While the stage is set for the implementation of GST from July 1, with the passage of four GST-related Bills, suspense still persists as far as the inclusion of real estate under the new single-tax regime and fixing of rate of tax for this sector is concerned.
Delhi’s Deputy Chief Minister, Manish Sisodia, had recently made a strong plea to bring land and real estate under the GST regime to make the new indirect tax regime more consumer- friendly. According to Sisodia, there had been no absolute consensus on the issue at the GST Council meetings of the state finance ministers.
According to CREDAI, the apex body of real estate developers, real estate comes under ‘service’ under GST while from the point of view of stamp duty, it comes under fixed asset. For states property tax and stamp duty are major sources of revenue which they do not want to forego . The GST Constitutional Act also doesn’t provide for the inclusion of stamp duty under GST.

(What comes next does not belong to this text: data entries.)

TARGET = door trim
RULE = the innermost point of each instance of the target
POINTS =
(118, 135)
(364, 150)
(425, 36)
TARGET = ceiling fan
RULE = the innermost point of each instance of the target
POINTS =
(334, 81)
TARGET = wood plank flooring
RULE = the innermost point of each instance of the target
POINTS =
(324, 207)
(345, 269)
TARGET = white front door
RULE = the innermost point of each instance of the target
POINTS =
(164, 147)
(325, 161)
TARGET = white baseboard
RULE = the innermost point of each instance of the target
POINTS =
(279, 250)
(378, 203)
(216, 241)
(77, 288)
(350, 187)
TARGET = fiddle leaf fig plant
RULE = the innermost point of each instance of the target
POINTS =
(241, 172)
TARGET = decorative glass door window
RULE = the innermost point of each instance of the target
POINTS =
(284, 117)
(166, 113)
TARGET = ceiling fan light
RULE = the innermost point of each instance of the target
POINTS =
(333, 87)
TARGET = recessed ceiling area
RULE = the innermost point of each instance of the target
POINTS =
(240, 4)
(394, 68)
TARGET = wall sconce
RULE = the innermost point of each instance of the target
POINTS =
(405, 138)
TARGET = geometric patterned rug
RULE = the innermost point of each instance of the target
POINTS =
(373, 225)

The proposed GST regime , in its current form, does not cover real estate. Moreover, the prevailing confusion is there because sector-specific GST rates have not been announced. Says Rashmi Deshpande, Associate Partner, Khaitan & Company law firm, “Though the four rate structure of the GST has already been announced, yet the industry is waiting for the specific rates for the sectors and segments to be announced”.
Will it increase prices?
There is an apprehension that GST, once applied to real estate, will push up property prices. But Arvind Subramaniam, Economic Advisor to Ministry of Finance puts at rest any such apprehension. “It’s a misconception that there will be price burden due to GST. The inclusion of land and real estate in GST, will keep current effective rates of taxation broadly unaffected. There could be increase in taxes at the final stage but because of the availability of credits on input taxes, the real burden of taxes will not increase”.

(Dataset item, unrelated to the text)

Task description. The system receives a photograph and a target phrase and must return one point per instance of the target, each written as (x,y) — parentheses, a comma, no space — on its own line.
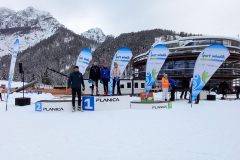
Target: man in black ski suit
(75,81)
(95,75)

Prof. P.S. N Rao of Deoarment of Housing, Delhi School of Architecture also rules out any negative impact of GST on real estate. “On the other hand, the single, uniform nationwide tax structure will allow for reduction in cost for real estate production. There will be reduced cost due to avoidance of double taxation under GST which will put an end to number of indirect taxes and cesses, merging them into a single tax”. Besides, input tax credit will be available and as such there is a significant advantage to bring all real estate transactions within the formal system to enjoy credits.

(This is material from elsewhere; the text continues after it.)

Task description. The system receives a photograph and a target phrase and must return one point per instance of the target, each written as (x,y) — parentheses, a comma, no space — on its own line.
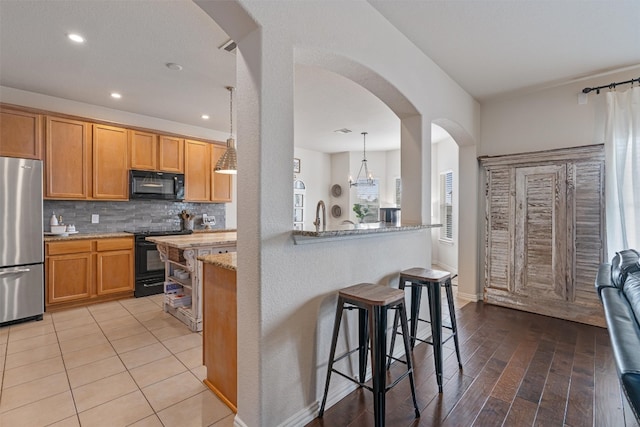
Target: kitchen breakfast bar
(211,262)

Getamber Anand, National President, CREDAI, too , rules out any adverse impact of GST on real estate. “Currently, real estate developers have to pay taxes and duties like VAT, service tax and excise, Under GST, consumers will not get hit due to price escalation as the government has assured revenue-neutral rate for real estate”.
Real estate experts and rating agencies have a common view that the government will fix tax rate of 18 per cent for the benefit of the realty sector.
Urban Development Minister, M. Venkaiah Naidu has categorically said that his ministry had recommended to the finance ministry, not to tax real estate at a higher rate. He has also said that finance ministry has been told to continue with service tax exemption to affordable housing . And this will keep prices under check.
How it will help
Bringing land and immovable property under GST, will check the menace of black money in real estate and check artificial inflation of prices, especially when the government had come up with demonetisation to hit out at black money. Industry statistics reveal that post demonetisation, weighted average price of property in top 8 cities had declined.
Avneesh Sood, Director, Eros Group, also counts on the advantages of GST. “The single tax under GST, will come as a boon for the sector, which bears various kinds of taxation for land, property and work contracts at the level of central and state governments as property transactions are classified as value of goods and materials, value of services and value of land, besides levy (VAT) by state governments on the goods, which is not clearly defined in certain states”.
He says that GST is equally beneficial for commercial real estate as under the present system, the lost cenvat credit that adds to the cost to developer, can be availed, leading to price reduction. Rattan Hawelia, Founder & Chairman, Hawelia Group, says, “The variation in total quantum of taxes will depend on whether purchase of land would be measured as a source of input cost or not. In the long run, GST will definitely help the sector at macroeconomic level. However, its immediate impact on service tax currently being paid by homebuyer will get clear only with time. GST is surely a transparent and clear system as compared to the existing multiple layers of taxation”.
Over all, real estate being one of the biggest contributor to GDP and also being labour intensive, the impact of GST on real estate, has to be seen in terms of boost to economy and employment generation. Experts believe that GST implementation in real estate sector could well boost national GDP by 1.5- 2 per cent.